For long-term retention and centralized audit, configure persistent log storage, remote syslog forwarding, Controller log forwarding, or Cloud Log Manager. For details, see Logs.
Reconstructing administrator actions
Administrative logs allow answering questions such as:
- who logged in;
- when the administrator accessed the firewall;
- which UI pages or API functions were used;
- which configuration areas were changed;
- which values were submitted;
- whether a change was committed;
- whether the action was followed by service errors or security events.
Example login event for user goofy:
Jun 21 09:43:19 NethSec nethsecurity-api[5376]: nethsecurity_api 2024/06/21 09:43:19 middleware.go:78: [INFO][AUTH] authentication success for user goofy
Jun 21 09:43:19 NethSec nethsecurity-api[5376]: nethsecurity_api 2024/06/21 09:43:19 middleware.go:186: [INFO][AUTH] login response success for user goofy
Example logout event for user goofy:
Jun 21 09:46:13 NethSec nethsecurity-api[5376]: nethsecurity_api 2024/06/21 09:46:13 middleware.go:214: [INFO][AUTH] logout response success for user goofy
Example of an action performed by user goofy:
Jun 21 09:43:19 NethSec nethsecurity-api[5376]: nethsecurity_api 2024/06/21 09:43:19 middleware.go:170: [INFO][AUTH] authorization success for user goofy. POST /api/ubus/call {"path":"ns.dashboard","method":"service-status","payload":{"service":"internet"}}
Audit and compliance recommendations
For audit-oriented deployments:
- create a personal administrative account for each operator;
- avoid shared administrative accounts;
- enable MFA for all administrative users;
- reserve
rootfor emergency or recovery operations whenever possible; - use strong passwords and protect recovery codes;
- configure persistent log storage or remote log forwarding;
- forward logs to a remote syslog server, SIEM, Controller, or Cloud Log Manager;
- verify that log forwarding is working correctly;
- ensure that date, time, and timezone are correct, preferably using NTP;
- define log retention according to the organization security policy;
- protect remote logs from unauthorized access or deletion;
- periodically review administrative access and configuration change logs.
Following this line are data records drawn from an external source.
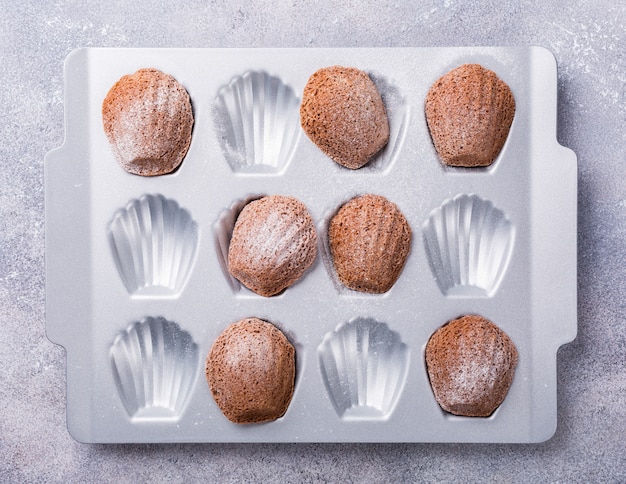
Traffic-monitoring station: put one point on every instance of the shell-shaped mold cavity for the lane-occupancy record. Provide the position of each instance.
(469, 243)
(154, 243)
(364, 366)
(257, 119)
(154, 365)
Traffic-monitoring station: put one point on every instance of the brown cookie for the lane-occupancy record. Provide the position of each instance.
(273, 243)
(343, 113)
(471, 363)
(148, 120)
(369, 241)
(469, 112)
(251, 371)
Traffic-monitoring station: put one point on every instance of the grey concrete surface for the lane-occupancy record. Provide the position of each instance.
(589, 42)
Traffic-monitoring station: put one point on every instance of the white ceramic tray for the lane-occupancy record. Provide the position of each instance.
(528, 196)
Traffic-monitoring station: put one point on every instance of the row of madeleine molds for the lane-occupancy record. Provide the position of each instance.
(156, 363)
(257, 119)
(468, 243)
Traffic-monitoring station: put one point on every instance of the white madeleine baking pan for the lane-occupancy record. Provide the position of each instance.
(136, 350)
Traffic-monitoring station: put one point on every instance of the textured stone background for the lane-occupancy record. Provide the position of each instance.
(589, 42)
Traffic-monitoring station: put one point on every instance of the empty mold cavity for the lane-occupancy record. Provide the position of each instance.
(363, 365)
(154, 365)
(257, 118)
(468, 243)
(154, 243)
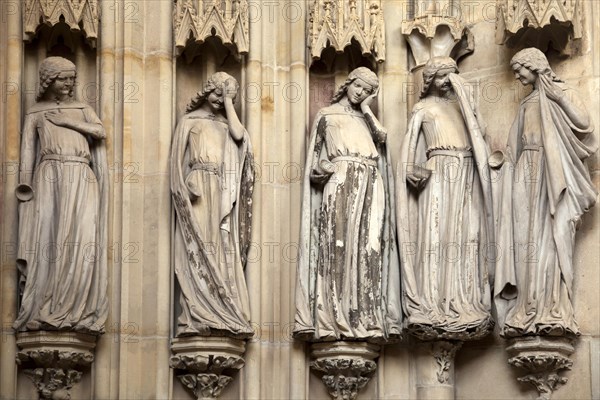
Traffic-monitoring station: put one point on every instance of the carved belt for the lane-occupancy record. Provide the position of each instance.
(209, 167)
(452, 153)
(532, 147)
(56, 157)
(360, 160)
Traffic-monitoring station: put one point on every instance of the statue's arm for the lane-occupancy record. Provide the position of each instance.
(28, 155)
(320, 167)
(91, 126)
(570, 104)
(377, 130)
(236, 129)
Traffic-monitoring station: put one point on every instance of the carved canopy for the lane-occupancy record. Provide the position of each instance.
(339, 23)
(77, 14)
(436, 29)
(546, 21)
(201, 19)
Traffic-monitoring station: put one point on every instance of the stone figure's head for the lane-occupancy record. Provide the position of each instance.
(360, 83)
(436, 73)
(214, 92)
(529, 63)
(57, 78)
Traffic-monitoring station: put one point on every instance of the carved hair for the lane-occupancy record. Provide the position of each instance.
(535, 61)
(50, 68)
(216, 81)
(432, 67)
(362, 73)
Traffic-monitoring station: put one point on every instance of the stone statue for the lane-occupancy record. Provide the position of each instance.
(212, 180)
(445, 216)
(63, 194)
(551, 189)
(348, 277)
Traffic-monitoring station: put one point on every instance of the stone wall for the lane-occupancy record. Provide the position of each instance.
(139, 89)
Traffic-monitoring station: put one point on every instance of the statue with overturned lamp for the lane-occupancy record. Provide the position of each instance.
(545, 179)
(445, 219)
(63, 200)
(212, 180)
(348, 284)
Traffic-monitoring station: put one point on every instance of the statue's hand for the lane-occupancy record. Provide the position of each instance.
(327, 166)
(229, 89)
(191, 182)
(24, 192)
(56, 118)
(418, 176)
(496, 159)
(366, 103)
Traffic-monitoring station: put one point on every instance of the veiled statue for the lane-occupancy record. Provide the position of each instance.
(348, 277)
(63, 200)
(212, 180)
(445, 211)
(549, 184)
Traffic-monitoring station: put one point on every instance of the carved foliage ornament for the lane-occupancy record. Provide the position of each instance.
(201, 19)
(77, 14)
(550, 20)
(339, 23)
(54, 372)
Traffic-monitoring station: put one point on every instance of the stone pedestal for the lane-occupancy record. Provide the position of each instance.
(435, 369)
(206, 364)
(542, 358)
(347, 367)
(55, 361)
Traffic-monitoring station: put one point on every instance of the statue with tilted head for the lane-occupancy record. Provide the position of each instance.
(212, 179)
(445, 224)
(550, 188)
(63, 200)
(348, 284)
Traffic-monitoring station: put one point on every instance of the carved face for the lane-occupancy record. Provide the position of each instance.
(358, 90)
(441, 83)
(524, 75)
(215, 100)
(62, 85)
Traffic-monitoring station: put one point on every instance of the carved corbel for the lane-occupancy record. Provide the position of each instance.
(347, 367)
(543, 358)
(205, 365)
(340, 24)
(435, 32)
(200, 20)
(538, 23)
(55, 361)
(76, 14)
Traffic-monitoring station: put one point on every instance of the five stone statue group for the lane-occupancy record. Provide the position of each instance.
(456, 229)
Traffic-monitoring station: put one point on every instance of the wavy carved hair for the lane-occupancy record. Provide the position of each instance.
(216, 81)
(535, 61)
(364, 74)
(50, 68)
(432, 67)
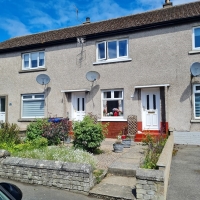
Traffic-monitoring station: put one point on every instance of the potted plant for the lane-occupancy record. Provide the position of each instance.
(127, 142)
(118, 146)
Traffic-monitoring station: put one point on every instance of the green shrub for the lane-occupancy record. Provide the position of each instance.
(35, 129)
(88, 135)
(153, 151)
(9, 133)
(56, 132)
(64, 154)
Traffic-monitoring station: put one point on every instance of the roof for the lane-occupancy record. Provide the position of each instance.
(156, 18)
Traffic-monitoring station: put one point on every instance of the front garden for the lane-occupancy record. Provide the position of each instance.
(45, 140)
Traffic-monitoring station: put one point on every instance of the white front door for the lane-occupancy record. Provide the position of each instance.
(2, 109)
(78, 106)
(151, 109)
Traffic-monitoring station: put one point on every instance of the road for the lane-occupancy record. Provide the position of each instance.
(184, 182)
(37, 192)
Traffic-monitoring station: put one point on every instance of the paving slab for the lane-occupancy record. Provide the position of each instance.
(115, 187)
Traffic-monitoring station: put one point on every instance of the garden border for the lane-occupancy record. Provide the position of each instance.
(70, 176)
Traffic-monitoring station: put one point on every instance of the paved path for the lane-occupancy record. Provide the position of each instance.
(184, 182)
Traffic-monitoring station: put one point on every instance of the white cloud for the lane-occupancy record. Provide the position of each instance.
(37, 16)
(177, 2)
(13, 27)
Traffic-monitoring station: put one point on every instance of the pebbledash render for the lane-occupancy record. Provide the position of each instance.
(143, 60)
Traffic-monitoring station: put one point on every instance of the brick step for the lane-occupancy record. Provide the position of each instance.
(140, 136)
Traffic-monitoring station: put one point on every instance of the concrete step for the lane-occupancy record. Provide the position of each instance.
(115, 187)
(127, 164)
(140, 136)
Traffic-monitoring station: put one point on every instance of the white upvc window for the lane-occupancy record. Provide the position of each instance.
(33, 60)
(112, 103)
(112, 50)
(33, 105)
(196, 38)
(196, 97)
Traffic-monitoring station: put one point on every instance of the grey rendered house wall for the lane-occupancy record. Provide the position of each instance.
(159, 56)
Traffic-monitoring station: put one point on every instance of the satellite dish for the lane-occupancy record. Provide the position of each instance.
(195, 69)
(43, 79)
(92, 76)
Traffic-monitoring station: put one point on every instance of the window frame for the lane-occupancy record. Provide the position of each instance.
(29, 60)
(31, 99)
(193, 38)
(112, 99)
(106, 58)
(194, 106)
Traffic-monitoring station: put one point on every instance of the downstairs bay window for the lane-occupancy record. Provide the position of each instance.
(33, 105)
(112, 103)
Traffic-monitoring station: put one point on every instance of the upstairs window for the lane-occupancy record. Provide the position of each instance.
(115, 49)
(196, 38)
(112, 101)
(196, 97)
(33, 60)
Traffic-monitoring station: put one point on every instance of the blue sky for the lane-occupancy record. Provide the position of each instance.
(24, 17)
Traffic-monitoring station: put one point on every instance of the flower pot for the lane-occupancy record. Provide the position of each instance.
(126, 143)
(118, 147)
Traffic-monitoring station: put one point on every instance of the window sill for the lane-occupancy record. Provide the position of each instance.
(195, 121)
(112, 61)
(32, 70)
(112, 119)
(194, 52)
(27, 120)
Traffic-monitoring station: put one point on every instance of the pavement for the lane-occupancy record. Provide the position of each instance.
(184, 181)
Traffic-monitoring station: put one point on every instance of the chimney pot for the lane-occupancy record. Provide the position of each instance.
(167, 4)
(87, 20)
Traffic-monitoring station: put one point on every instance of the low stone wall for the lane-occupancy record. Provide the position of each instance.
(69, 176)
(152, 184)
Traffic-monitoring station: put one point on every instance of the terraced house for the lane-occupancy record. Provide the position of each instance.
(143, 64)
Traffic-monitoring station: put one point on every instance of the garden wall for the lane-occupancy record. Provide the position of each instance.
(152, 184)
(69, 176)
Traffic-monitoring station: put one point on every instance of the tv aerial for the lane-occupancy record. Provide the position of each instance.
(195, 69)
(43, 79)
(92, 76)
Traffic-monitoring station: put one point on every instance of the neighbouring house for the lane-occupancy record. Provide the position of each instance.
(143, 60)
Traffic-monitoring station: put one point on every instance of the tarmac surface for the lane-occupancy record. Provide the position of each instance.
(184, 181)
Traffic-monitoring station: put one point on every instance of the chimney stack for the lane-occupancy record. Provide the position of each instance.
(167, 4)
(87, 20)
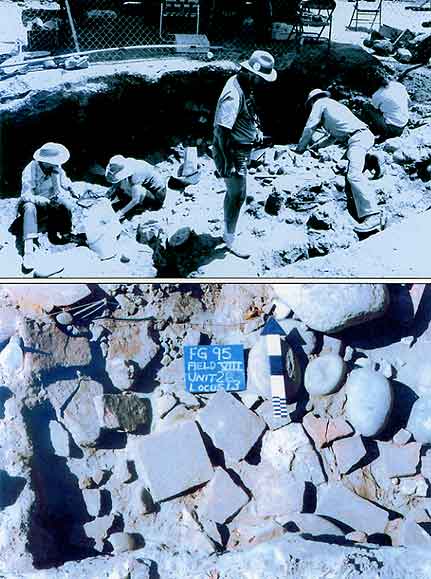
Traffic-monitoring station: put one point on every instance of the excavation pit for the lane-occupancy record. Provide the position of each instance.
(154, 109)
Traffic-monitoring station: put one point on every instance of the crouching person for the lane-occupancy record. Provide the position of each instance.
(346, 129)
(45, 200)
(137, 186)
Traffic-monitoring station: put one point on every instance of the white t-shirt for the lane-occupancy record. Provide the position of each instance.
(393, 102)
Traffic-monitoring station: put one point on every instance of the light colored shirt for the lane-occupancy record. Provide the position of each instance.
(393, 102)
(233, 113)
(36, 182)
(334, 117)
(144, 175)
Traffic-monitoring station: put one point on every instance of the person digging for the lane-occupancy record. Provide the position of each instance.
(345, 128)
(136, 186)
(388, 112)
(45, 202)
(236, 130)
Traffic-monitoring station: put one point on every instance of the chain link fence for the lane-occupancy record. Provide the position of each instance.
(121, 29)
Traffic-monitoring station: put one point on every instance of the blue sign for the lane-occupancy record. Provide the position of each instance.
(212, 368)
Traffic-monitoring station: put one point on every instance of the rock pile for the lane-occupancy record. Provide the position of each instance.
(91, 467)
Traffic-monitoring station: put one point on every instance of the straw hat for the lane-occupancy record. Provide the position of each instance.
(52, 153)
(118, 168)
(317, 92)
(262, 64)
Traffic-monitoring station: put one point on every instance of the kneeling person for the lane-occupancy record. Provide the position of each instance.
(45, 199)
(136, 185)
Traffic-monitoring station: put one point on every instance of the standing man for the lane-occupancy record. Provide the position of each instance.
(236, 130)
(344, 127)
(388, 112)
(135, 186)
(45, 199)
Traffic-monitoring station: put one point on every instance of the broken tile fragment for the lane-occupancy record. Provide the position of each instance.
(173, 461)
(231, 426)
(348, 453)
(400, 461)
(122, 411)
(222, 498)
(339, 503)
(402, 437)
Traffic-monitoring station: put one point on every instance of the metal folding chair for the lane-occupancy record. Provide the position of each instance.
(187, 9)
(363, 13)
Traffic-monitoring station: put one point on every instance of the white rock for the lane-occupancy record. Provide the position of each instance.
(419, 423)
(282, 311)
(330, 308)
(93, 501)
(59, 438)
(369, 401)
(324, 374)
(12, 356)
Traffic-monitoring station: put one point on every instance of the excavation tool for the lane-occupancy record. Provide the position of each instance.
(189, 172)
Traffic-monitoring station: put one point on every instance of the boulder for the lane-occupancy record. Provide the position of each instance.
(124, 542)
(330, 308)
(369, 401)
(419, 423)
(340, 504)
(404, 55)
(221, 499)
(173, 461)
(128, 344)
(125, 412)
(80, 416)
(324, 375)
(231, 426)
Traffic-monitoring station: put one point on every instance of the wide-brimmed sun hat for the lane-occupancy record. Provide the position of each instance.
(52, 153)
(262, 64)
(118, 168)
(317, 92)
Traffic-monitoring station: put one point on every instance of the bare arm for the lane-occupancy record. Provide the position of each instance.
(314, 121)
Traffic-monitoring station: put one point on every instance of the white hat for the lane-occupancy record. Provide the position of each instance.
(52, 153)
(316, 92)
(118, 168)
(262, 64)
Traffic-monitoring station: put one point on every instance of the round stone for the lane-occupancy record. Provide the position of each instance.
(419, 423)
(64, 318)
(324, 375)
(369, 401)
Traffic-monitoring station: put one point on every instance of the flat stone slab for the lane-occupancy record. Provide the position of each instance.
(232, 427)
(337, 502)
(173, 461)
(348, 452)
(400, 460)
(222, 498)
(80, 417)
(122, 411)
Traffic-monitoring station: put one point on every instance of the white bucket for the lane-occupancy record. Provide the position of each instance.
(102, 228)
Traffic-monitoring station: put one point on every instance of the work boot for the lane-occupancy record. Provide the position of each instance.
(370, 223)
(375, 164)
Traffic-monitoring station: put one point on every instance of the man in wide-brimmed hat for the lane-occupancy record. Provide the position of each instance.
(236, 130)
(46, 199)
(135, 185)
(344, 127)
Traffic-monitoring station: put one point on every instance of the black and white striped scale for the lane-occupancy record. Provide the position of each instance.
(273, 332)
NethSecurity logs can support audit reconstruction and incident analysis. Organizational processes such as change approval, periodic review, incident classification, and evidence preservation remain the responsibility of the organization operating the firewall.
Current limitations
- NethSecurity does not currently provide a full local RBAC model for web administrators.
- A dedicated local read-only administrator role is not currently available.
- Administrative users should therefore be assigned only to trusted operators.
- Some log entries may require correlation with configuration commit logs or related service logs.
- An authorization event means that the API request was allowed, but related logs should be checked to confirm the final effect of the operation.
- Not every log entry necessarily contains the same fields.
- Local in-memory logs may be lost after reboot or rotation unless persistent storage or remote forwarding is configured.
For long-term audit requirements, use remote log forwarding or Cloud Log Manager in addition to local logs.